For a very long time, in modern medicine, an erroneous opinion prevailed that congenital dislocation of the hip is due to the sad result of careless actions of obstetricians in the process of childbirth. Of course, one should not exclude the carelessness and inexperience of doctors, but such cases are single, but in most clinical pictures this anomaly is intrauterine in nature, that is, it forms in the fetus even in the womb under the influence of a number of pathological factors.

First, it is necessary to clarify that congenital dislocation of the hip is one of the most severe pathologies in children in the field of orthopedics. A presumptive diagnosis is made even in the hospital in the presence of characteristic symptoms, but it is important to clarify that only a clinical study can confirm it or refute it radically. Today, a complete recovery can be achieved with timely, long and persistent treatment, which is advisable to start from the first days of life. A patient is considered absolutely healthy if a complete restoration of the function and structure of the hip joint is observed on an x-ray.

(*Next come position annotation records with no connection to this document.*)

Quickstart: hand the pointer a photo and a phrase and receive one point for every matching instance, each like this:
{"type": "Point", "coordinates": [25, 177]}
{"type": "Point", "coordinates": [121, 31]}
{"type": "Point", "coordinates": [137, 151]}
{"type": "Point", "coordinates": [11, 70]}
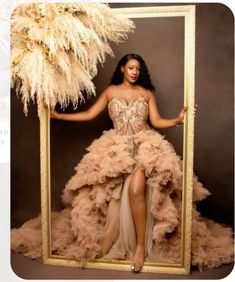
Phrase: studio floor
{"type": "Point", "coordinates": [31, 269]}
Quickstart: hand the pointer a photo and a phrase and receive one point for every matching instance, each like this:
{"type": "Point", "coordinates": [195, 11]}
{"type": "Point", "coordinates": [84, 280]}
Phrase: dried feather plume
{"type": "Point", "coordinates": [55, 49]}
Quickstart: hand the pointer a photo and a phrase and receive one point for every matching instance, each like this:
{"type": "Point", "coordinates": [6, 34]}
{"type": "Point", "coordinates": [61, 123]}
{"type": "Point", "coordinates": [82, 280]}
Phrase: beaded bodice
{"type": "Point", "coordinates": [128, 119]}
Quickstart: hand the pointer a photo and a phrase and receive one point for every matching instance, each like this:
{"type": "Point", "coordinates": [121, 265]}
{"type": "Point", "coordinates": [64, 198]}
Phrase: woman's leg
{"type": "Point", "coordinates": [138, 208]}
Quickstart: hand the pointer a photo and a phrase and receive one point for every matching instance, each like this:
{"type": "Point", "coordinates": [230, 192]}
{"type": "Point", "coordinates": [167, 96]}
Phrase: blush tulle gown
{"type": "Point", "coordinates": [97, 205]}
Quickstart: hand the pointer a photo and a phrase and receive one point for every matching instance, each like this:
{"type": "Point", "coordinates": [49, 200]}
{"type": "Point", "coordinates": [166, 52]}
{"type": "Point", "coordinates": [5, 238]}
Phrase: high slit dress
{"type": "Point", "coordinates": [97, 207]}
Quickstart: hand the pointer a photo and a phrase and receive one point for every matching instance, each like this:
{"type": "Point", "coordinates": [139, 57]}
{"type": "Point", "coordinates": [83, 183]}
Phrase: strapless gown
{"type": "Point", "coordinates": [97, 203]}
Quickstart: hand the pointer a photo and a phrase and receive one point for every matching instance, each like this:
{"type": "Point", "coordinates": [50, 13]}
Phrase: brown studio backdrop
{"type": "Point", "coordinates": [162, 49]}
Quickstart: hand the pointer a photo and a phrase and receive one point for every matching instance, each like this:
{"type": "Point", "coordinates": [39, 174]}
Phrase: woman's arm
{"type": "Point", "coordinates": [157, 121]}
{"type": "Point", "coordinates": [89, 114]}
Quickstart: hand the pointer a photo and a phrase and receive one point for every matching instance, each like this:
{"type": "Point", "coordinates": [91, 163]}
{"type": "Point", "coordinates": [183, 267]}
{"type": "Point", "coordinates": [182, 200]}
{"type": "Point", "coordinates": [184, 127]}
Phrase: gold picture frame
{"type": "Point", "coordinates": [188, 13]}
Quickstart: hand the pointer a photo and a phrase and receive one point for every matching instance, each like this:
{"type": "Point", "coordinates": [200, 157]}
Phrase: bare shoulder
{"type": "Point", "coordinates": [148, 94]}
{"type": "Point", "coordinates": [110, 91]}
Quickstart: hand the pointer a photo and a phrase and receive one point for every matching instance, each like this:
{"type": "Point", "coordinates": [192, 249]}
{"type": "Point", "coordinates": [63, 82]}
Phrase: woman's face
{"type": "Point", "coordinates": [131, 70]}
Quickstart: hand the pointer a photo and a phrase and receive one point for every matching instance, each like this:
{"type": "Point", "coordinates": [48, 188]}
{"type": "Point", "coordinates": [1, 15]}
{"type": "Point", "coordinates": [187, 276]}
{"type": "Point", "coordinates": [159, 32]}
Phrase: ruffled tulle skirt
{"type": "Point", "coordinates": [97, 207]}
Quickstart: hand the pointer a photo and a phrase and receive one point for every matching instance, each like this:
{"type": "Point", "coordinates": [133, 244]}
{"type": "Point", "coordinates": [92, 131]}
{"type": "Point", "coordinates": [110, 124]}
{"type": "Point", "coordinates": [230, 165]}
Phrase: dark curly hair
{"type": "Point", "coordinates": [144, 77]}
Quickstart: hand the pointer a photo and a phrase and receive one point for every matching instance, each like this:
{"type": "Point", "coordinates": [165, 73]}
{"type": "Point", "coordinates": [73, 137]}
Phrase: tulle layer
{"type": "Point", "coordinates": [78, 230]}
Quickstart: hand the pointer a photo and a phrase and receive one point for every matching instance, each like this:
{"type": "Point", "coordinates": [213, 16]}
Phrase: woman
{"type": "Point", "coordinates": [124, 202]}
{"type": "Point", "coordinates": [130, 88]}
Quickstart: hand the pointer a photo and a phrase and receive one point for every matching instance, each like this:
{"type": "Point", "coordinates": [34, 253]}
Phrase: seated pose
{"type": "Point", "coordinates": [124, 201]}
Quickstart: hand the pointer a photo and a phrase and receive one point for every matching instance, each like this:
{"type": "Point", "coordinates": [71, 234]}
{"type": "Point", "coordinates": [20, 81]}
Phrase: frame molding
{"type": "Point", "coordinates": [188, 12]}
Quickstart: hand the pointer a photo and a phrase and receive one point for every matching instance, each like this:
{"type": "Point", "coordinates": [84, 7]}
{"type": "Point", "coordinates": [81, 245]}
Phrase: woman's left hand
{"type": "Point", "coordinates": [180, 117]}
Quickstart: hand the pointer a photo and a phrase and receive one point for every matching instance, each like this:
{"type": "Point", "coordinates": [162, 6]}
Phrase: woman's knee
{"type": "Point", "coordinates": [137, 184]}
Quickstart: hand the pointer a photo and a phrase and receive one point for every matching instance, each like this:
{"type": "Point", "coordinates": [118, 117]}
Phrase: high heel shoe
{"type": "Point", "coordinates": [135, 268]}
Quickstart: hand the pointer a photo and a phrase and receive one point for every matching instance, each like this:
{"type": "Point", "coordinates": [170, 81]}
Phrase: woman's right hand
{"type": "Point", "coordinates": [54, 114]}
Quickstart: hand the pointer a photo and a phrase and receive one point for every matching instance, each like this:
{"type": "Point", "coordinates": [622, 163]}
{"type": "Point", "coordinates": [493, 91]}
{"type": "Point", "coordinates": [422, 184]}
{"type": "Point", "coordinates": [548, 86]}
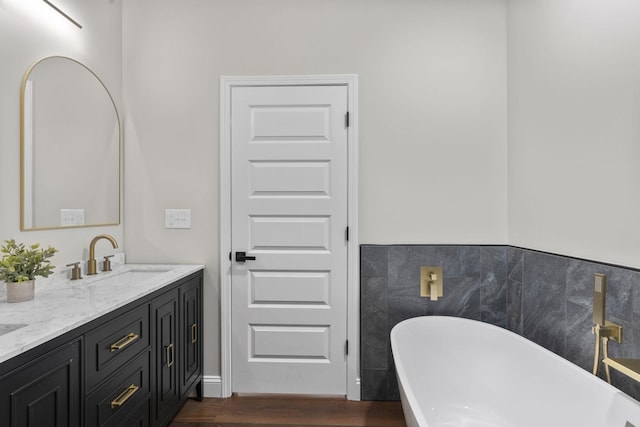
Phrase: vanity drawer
{"type": "Point", "coordinates": [124, 397]}
{"type": "Point", "coordinates": [114, 343]}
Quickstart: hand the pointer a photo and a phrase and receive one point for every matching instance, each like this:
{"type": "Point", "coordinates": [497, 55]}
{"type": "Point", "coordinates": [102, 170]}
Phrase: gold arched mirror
{"type": "Point", "coordinates": [70, 148]}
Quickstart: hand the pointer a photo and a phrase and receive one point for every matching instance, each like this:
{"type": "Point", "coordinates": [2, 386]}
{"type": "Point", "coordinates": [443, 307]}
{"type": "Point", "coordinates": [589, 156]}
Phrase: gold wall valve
{"type": "Point", "coordinates": [431, 283]}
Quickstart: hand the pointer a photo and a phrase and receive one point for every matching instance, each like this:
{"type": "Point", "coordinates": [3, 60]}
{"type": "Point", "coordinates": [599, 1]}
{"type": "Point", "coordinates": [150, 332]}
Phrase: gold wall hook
{"type": "Point", "coordinates": [431, 283]}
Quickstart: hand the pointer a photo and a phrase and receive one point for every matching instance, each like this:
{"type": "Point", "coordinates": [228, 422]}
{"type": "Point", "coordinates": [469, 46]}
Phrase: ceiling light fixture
{"type": "Point", "coordinates": [61, 12]}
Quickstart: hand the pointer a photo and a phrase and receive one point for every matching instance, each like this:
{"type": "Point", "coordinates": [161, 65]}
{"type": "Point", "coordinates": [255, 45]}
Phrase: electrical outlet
{"type": "Point", "coordinates": [70, 217]}
{"type": "Point", "coordinates": [177, 218]}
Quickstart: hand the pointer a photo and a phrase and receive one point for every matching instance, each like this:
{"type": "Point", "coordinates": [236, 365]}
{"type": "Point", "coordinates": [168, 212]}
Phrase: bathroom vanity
{"type": "Point", "coordinates": [122, 349]}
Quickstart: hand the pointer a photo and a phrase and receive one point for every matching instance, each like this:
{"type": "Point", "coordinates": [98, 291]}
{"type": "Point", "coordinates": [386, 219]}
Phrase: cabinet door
{"type": "Point", "coordinates": [45, 391]}
{"type": "Point", "coordinates": [191, 327]}
{"type": "Point", "coordinates": [165, 310]}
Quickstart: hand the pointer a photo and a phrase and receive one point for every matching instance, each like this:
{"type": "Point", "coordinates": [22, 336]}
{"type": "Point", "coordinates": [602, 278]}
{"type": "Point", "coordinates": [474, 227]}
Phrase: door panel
{"type": "Point", "coordinates": [289, 210]}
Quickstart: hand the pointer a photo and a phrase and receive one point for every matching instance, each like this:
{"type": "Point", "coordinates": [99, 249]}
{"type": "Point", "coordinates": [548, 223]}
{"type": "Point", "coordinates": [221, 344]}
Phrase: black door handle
{"type": "Point", "coordinates": [242, 257]}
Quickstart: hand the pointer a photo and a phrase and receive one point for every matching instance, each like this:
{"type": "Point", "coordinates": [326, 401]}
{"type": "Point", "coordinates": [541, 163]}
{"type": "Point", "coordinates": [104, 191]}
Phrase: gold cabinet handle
{"type": "Point", "coordinates": [124, 341]}
{"type": "Point", "coordinates": [169, 355]}
{"type": "Point", "coordinates": [124, 396]}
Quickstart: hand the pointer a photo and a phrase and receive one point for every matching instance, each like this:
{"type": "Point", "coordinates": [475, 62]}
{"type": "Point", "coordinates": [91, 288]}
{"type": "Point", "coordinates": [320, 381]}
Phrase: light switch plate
{"type": "Point", "coordinates": [177, 218]}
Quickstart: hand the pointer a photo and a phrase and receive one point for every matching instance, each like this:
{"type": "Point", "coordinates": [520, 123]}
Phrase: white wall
{"type": "Point", "coordinates": [29, 31]}
{"type": "Point", "coordinates": [432, 115]}
{"type": "Point", "coordinates": [574, 128]}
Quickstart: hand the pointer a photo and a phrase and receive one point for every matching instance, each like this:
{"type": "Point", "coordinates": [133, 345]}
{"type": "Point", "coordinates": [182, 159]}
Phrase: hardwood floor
{"type": "Point", "coordinates": [251, 411]}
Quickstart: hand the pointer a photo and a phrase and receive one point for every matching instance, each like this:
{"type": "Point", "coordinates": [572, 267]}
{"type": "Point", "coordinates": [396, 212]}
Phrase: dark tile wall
{"type": "Point", "coordinates": [546, 298]}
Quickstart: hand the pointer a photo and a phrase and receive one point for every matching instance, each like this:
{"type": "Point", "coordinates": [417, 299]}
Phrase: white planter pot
{"type": "Point", "coordinates": [18, 292]}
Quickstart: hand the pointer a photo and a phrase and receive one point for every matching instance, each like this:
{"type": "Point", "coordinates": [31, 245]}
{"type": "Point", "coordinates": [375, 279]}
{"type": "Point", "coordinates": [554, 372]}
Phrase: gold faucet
{"type": "Point", "coordinates": [92, 251]}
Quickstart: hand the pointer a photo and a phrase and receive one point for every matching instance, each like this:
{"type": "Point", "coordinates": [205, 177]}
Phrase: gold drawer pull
{"type": "Point", "coordinates": [169, 355]}
{"type": "Point", "coordinates": [124, 396]}
{"type": "Point", "coordinates": [124, 341]}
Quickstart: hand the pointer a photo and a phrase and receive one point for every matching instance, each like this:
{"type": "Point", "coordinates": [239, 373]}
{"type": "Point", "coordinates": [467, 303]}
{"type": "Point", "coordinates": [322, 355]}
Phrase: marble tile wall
{"type": "Point", "coordinates": [546, 298]}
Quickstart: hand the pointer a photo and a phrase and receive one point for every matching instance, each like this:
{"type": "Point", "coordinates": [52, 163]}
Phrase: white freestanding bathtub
{"type": "Point", "coordinates": [463, 373]}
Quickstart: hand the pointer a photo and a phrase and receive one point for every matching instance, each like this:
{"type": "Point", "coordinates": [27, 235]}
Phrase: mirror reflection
{"type": "Point", "coordinates": [70, 147]}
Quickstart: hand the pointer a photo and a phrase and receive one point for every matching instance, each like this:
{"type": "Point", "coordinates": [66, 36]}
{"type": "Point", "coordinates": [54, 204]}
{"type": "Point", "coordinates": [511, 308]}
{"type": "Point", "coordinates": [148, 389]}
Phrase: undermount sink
{"type": "Point", "coordinates": [6, 328]}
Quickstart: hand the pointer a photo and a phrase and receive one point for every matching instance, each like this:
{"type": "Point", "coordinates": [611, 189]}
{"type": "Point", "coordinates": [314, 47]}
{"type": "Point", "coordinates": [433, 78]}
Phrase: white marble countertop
{"type": "Point", "coordinates": [63, 305]}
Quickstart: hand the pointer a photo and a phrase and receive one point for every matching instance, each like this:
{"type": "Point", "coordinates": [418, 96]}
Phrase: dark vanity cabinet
{"type": "Point", "coordinates": [132, 367]}
{"type": "Point", "coordinates": [43, 390]}
{"type": "Point", "coordinates": [165, 317]}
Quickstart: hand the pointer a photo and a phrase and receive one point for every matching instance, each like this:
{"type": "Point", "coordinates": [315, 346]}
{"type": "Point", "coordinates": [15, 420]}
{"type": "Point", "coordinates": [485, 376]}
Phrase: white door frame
{"type": "Point", "coordinates": [353, 257]}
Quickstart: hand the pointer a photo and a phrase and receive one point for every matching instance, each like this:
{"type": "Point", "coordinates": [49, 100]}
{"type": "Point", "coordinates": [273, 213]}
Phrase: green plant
{"type": "Point", "coordinates": [20, 263]}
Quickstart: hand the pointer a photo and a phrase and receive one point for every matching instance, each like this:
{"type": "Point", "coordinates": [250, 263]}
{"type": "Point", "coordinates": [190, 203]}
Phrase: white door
{"type": "Point", "coordinates": [289, 212]}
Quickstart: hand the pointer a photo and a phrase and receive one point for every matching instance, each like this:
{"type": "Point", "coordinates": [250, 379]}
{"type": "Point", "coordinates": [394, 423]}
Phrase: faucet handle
{"type": "Point", "coordinates": [106, 264]}
{"type": "Point", "coordinates": [76, 273]}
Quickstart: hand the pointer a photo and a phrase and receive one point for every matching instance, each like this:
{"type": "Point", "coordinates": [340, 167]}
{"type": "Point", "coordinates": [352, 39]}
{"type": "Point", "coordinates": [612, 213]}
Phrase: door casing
{"type": "Point", "coordinates": [353, 257]}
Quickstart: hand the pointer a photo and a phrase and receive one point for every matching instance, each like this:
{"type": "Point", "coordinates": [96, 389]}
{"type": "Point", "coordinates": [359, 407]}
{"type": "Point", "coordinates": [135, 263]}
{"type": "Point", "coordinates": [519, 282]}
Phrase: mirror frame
{"type": "Point", "coordinates": [22, 150]}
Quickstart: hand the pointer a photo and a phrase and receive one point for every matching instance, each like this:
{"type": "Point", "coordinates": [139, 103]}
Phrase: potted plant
{"type": "Point", "coordinates": [19, 267]}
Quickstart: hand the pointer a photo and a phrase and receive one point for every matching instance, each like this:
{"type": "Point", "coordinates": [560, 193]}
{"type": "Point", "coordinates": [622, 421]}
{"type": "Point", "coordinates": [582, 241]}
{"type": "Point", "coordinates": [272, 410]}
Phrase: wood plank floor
{"type": "Point", "coordinates": [251, 411]}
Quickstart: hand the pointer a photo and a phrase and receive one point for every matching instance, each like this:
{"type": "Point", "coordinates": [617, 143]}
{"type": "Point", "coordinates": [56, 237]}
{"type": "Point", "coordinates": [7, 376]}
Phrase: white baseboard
{"type": "Point", "coordinates": [212, 386]}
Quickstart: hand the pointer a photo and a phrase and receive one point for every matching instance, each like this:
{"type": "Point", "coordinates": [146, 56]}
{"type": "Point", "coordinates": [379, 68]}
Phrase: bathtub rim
{"type": "Point", "coordinates": [404, 382]}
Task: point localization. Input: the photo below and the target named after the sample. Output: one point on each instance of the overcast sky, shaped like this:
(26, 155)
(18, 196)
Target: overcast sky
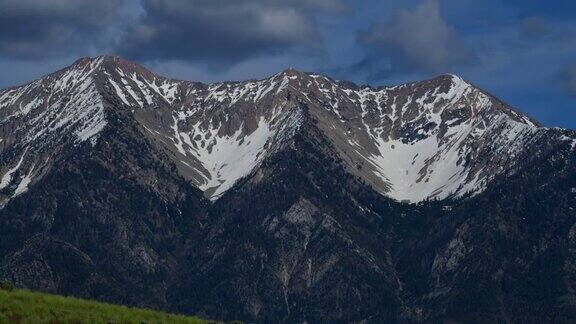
(523, 51)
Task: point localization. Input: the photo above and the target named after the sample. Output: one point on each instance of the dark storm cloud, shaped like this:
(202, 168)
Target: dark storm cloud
(417, 40)
(568, 78)
(36, 28)
(224, 31)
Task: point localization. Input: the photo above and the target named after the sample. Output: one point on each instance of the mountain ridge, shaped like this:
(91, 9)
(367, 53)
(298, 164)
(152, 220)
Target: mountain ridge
(284, 199)
(196, 107)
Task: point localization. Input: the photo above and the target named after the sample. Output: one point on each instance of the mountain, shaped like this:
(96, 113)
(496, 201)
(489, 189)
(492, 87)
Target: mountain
(291, 198)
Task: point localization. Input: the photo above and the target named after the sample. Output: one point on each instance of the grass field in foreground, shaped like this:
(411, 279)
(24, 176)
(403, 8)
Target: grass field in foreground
(23, 306)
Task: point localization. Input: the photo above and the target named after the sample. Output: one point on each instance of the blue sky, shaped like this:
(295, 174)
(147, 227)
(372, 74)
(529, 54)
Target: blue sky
(524, 52)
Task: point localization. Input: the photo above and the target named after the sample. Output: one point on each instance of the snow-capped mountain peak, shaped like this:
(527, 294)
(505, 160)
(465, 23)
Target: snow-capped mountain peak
(430, 139)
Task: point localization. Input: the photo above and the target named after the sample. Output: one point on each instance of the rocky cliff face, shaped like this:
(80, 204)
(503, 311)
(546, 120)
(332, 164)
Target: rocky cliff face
(292, 198)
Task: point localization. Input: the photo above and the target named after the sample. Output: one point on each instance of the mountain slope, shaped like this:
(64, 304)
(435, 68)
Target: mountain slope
(284, 199)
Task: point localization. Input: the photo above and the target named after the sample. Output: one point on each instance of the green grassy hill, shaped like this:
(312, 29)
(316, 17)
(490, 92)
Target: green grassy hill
(22, 306)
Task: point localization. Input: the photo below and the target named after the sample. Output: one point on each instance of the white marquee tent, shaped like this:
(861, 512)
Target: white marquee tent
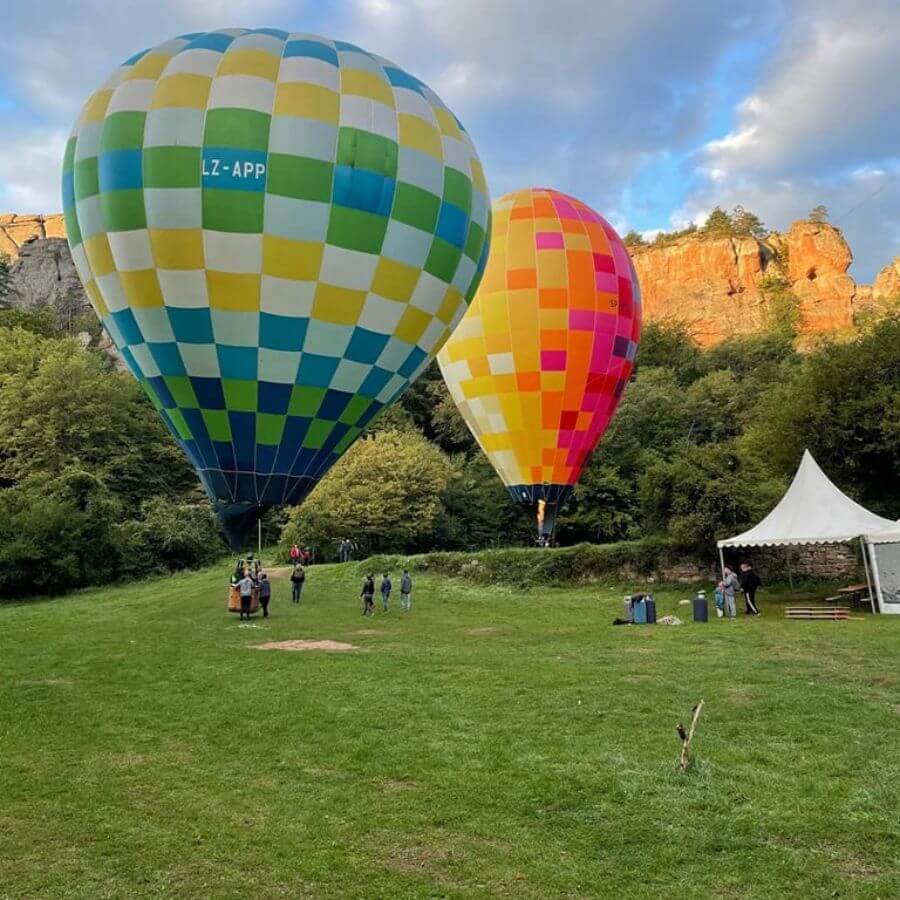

Judging by the causes of this pathological process, it should be noted that there are several fundamental factors contributing to its exacerbation. One of the pathogenic causes is the so-called primary bookmark defect, that is, the abnormal development of the hip joint and the surrounding muscle mass, the other is a delay in the development of the fetus during fetal life, due to a violation of hormonal and vitamin metabolism. Also, a genetic factor is not excluded, that is, there is a hereditary predisposition to this disease.

Congenital dislocation of the hip joint has its own characteristic symptoms, the manifestation of which should alert the watchful parents, who, in turn, should immediately seek the advice of a specialist.

1. Symptom of a tangible click.

2. Limited abduction of the hips.

3. The asymmetry of the gluteal folds.

4. Shortening one of the limbs.

5. External rotation of the legs.

One way or another, these are just alarming signals for parents, the final diagnosis can be made by a specialist solely on the results of an ultrasound scan (up to 3 months of age) and x-rays (from 3 months of age), and it should be clarified that the x-ray gives a more accurate picture about the prevailing clinical picture.

Congenital dislocation of the thigh in children, in whatever form it appears, requires immediate treatment. In modern orthopedics, there are two ways to solve this problem: surgical and conservative, but which one should be decided exclusively by the leading orthopedist, judging by the degree of complexity and form of the disease, and also based on the characteristics of the child's body.

If the disease is diagnosed on time, then the conservative method is very productive. A small patient is prescribed a massage complex, paraffin, body wraps, therapeutic exercises, and also an orthopedic splint is selected for him, which allows him to hold the baby's legs in a bent position in the knee and hip joints at an angle of ninety degrees (at a right angle) and abduction in the hip joints, which contributes to their proper formation and development.

If we talk about the operable method, then it is appropriate only in the case when a congenital dislocation of the hip has long been untreatable and prevails in a neglected form. It is also appropriate when conservative treatment was useless.

One thing is unambiguously clear: a congenital dislocation of the thigh requires accurate diagnosis and productive treatment that can fully restore the performance of a once-sick joint.